I am currently working on a project where my goal is to in sorts replicate what services like Ancestry and 23andMe are doing. The end result is the output of Alleles of various SNP's.
I am taking as input a FASTA file for a human chromosome. I don't have any real human FASTA data, so I am mutating a reference as input. Typically I am working with Chromosome 21 since its smaller than the others.
I am then doing a global alignment of this to the corresponding reference chromosome.
I will then look at various positions based on SNP data, to see what the Alleles are at the aligned positions, and even give some report on some various information that can be ascertained from this data.
I am using stretcher as my global alignment program. I originally tried needle, but it said my files were too big, and so I am using stretcher.
My concerns are:
- It seems to be taking a long time on my 3.3Ghz i7 dual core system. It appears the global alignment is single threaded. I am not sure what realistic estimate is for how long an alignment takes of a human chromosome. I Mutated it about 1%. 10 hours? 20 hours? 10 days?

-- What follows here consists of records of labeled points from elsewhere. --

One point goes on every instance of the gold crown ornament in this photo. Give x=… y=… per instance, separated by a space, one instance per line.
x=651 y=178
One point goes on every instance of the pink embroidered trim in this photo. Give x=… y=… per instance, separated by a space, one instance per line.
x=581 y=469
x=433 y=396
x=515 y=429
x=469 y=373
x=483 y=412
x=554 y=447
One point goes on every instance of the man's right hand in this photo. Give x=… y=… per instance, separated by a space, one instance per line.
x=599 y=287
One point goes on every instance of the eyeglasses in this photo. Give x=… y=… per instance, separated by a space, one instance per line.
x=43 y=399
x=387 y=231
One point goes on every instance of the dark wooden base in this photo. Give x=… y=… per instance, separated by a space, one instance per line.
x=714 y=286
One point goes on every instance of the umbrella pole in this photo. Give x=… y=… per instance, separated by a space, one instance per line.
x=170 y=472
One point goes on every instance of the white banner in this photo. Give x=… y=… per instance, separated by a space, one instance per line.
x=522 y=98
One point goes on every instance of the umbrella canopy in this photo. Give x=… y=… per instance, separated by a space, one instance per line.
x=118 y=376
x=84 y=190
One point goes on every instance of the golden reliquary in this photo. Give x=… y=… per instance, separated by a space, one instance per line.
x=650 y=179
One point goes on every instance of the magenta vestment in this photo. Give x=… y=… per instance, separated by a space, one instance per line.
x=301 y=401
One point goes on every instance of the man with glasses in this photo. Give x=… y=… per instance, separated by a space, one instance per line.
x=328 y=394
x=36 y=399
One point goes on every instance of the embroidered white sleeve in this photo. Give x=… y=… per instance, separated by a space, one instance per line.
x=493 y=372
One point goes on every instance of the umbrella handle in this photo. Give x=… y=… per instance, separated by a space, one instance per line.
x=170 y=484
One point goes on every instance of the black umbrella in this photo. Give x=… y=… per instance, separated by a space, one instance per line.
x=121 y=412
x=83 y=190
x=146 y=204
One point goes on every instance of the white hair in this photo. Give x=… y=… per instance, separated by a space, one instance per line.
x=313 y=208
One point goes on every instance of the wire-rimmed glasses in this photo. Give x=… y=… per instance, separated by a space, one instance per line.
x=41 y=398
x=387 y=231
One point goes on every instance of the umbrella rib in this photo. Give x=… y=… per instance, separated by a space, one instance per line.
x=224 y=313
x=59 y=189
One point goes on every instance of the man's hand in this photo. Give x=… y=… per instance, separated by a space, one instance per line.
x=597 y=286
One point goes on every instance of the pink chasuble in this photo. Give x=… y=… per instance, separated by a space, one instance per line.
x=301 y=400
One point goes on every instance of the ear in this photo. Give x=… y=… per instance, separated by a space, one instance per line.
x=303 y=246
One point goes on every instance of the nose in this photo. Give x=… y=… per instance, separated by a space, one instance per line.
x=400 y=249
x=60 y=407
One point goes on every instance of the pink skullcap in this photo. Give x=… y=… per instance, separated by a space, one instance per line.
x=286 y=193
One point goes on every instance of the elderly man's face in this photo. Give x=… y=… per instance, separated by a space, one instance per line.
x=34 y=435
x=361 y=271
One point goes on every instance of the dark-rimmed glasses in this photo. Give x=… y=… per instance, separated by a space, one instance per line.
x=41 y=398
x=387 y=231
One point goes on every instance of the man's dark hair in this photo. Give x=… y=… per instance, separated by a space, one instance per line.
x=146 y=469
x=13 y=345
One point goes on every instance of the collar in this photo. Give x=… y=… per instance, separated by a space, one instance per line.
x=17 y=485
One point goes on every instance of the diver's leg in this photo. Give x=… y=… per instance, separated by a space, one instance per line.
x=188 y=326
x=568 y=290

- I am not sure what to expect after alignment, as far as how to correlated indexes to the aligned data. Obviously with alignment the original indexes shift, how is this typically accounted for? For example SNP rs4477212 is at position 82154. How can I accurately query that position on an alignment file so that I grab the correct Alleles (biopython)?
Brian
BTW, I have no clue what "alleles of various SNPs" could mean. Perhaps you mean something like "phased SNPs" or haplotypes?
Edit: Moved to a comment, since this doesn't exactly answer your question.
Devon, thanks for your reply. I am not sure I want to be aligning whole chromosome files. I simply want to build an example of how some input data is taken in FASTA format (perhaps a gene, not a full chromosome is better), aligned to a reference sequence, and then positions are looked at to examine the SNP. Then of course some probability of characteristics can be gleaned from that information (eye color, etc). I don't want to re-invent the wheel.
I have no actual human FASTA data other than reference data. So I was taken chromosome reference data, mutating it, and then calling that my input. I realize now maybe that's way too much data to be working with.
What I meant with Alleles of various SNP's, is when you get a report from one of the companies out there, such as 23andMe, Ancestry, etc, it looks like this:
So for each SNP, it shows your allele against the reference allele.
So for example I wish to take data, perhaps just a gene, one that say contains chromosome 1, position 798959. That is inside of genes SAMD11 and AL645608.1. So Maybe I download reference gene info of those genes, align them to candidate data I find (or create by mutating reference data), and then examine the position to see the status of this SNP rs11240777. A lot of the SNP's are not inside of genes. I think I gravitated toward chromosomes because its a container that I can query, download, etc. Perhaps its easier to work with Genes as a smaller piece of data. I would still need to align to the full reference chromosome right?
Ah, you're trying to make your life more difficult than needed. There's no need to do any alignment with that sort of data, you already know what the alignment is and what the resulting SNP calls will be (it's your input after all).
You could look at things like SNPeff or Ensembl's VEP (variant effect predictor, or something like that) for predicting actual functional outcomes. However, not that these variants may or may not be directly causative themselves. Particularly with 23andMe, you have data from a SNP array of some sort, so you're really just looking at a fixed set of things that may or may not be linked to a large number of possible traits. So the trick will be getting a large number of samples and associated phenotypic information.